You also ignore those players who care nothing for trading and only care for battle. There is zero experience for them to gain in the business side, because they want nothing to do with that side. They want to blow up ships.

Steel H. said...

Confirming that having more money than brains is bad, mmkay? It can do bad things to you, like this:

http://eve-kill.net/?a=kill_detail&kll_id=12600344

Rohan said...

Part of the issue is that with the way Eve is set up, you're only a newbie once, as you generally only have a single character.

So when you could use the monetary boost of a venture capital, you don't have the knowledge necessary to make full use of it.

However, when you've acquired the knowledge necessary to use the venture capital successfully, you've probably also acquired enough ISK so you don't actually need to obtain more.

Goodmongo said...

Did that 400M in gifts help? Does every new player get 400M in gifts? Then I don't think your statement that every new player can get to play for free fits.

Gevlon said...

@Goodmongo: I made 256M on the top of the gifts.

chewy said...

The ".com" comparison doesn't work for the reasons that Azuriel has stated. At the time (and yes, I was there) no one had the slightest notion what was a crazy idea and what would make a lot of money, but either way it doesn't make a good analogy for what your discussing, they didn't fail because of a lack of business experience.

Boxington said...

Boxington here:

Two responses to Gevelon’s excellent post today. First, my main point was that one would need to further specify why the Plex->Isk conversion was not desirable, and Gevlon provided that by saying it would correlate with making stupid investment decisions because it was more capital than the player had the skill to invest properly. While others in this comment thread suggested that is not a legitimate rationale, Gevlon has now provided a testable/falsifiable assertion, and so makes Gevlon’s statement both cogent and interesting.

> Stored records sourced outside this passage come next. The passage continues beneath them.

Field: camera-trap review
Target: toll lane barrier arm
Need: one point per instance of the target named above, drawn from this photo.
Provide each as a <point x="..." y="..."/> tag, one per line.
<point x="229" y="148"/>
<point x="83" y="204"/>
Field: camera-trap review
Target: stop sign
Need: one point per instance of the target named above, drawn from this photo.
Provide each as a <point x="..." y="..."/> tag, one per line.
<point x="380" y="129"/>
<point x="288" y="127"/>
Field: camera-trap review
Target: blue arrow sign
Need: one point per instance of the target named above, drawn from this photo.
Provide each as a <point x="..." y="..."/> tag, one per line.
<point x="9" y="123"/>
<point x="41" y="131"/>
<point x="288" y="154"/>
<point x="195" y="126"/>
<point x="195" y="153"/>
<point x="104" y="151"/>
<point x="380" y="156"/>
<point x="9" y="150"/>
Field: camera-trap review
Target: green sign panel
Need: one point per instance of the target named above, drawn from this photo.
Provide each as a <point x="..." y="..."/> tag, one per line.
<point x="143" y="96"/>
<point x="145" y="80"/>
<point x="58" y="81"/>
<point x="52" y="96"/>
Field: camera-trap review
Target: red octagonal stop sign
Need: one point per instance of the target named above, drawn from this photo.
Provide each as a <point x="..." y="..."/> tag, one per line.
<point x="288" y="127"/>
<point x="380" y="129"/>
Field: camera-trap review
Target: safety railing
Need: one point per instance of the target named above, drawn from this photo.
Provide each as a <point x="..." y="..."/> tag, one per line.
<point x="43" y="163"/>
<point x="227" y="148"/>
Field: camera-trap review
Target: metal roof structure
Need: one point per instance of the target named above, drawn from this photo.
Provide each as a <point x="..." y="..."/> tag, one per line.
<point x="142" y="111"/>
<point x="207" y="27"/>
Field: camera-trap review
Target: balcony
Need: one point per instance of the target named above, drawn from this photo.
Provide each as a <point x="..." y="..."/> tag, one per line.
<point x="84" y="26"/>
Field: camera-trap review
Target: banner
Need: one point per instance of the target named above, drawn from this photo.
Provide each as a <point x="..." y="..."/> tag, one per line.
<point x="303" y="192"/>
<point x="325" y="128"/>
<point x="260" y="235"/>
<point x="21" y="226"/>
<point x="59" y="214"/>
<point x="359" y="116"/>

Secondly, my take on if Gevlon’s assumption is a good one or not is that it depends on whether the “risk is properly priced.” Risk analysis, and the identification of risk premia, is a huge topic in economics and debatably related to the origin of the great recession. Gevlon’s statement that the plex->isk converter is likely going to make a stupid investment, if we convert it to traditional economic terms, is basically saying that the Risk Premium associated with giving a large venture capital investment to a new player is too large to justify the investment (i.e. the venture capital would be better invested in someone with a lower risk premium, even if they had a lower average expected ROI).

But the catch to all of this in the plex->isk case is that the venture capital investor is the same player as the user of the investment. This makes analysis somewhat complex because now the supply and demand of credit collapse into one firm’s decision process. But in other ways, it makes it simplified, because now the utility maximizing rule becomes simply “Invest in project A if the risk adjusted, discounted value of the ROI on A is less than the opportunity cost of BOTH the investments’ next best use AND the opportunity cost of what the player could have done with the time it would take to generate a similar sized sum of capital with the next most profitable venture.” That’s a mouthful, but it summarizes to the dictum: “You are rational to convert plex->isk if your ability to earn Dollars/Euros is greater than your ability to earn ISK directly once risk and discount rate (the time preferences of “I want it now”) have been properly accounted for.” Gevlon is basically saying that the risk premium is too high and that a person would not be rational to convert IRL currency to ISK, but again, this is a testable/falsifiable statement, and it would dramatically depend on what the IRL income of the player is.

Throughout this analysis, though, is the assumption that we do not lose utility directly from the conversion of IRL currency to In-Game currency. That assumption doesn’t hold for me personally, why is why I have never actually bought a plex. It would ruin the game for me, but this has nothing to do with the traditional economic analysis of risk, and is just a violation of the assumption of rationality an economist typically makes (excluding behavioral economists etc.).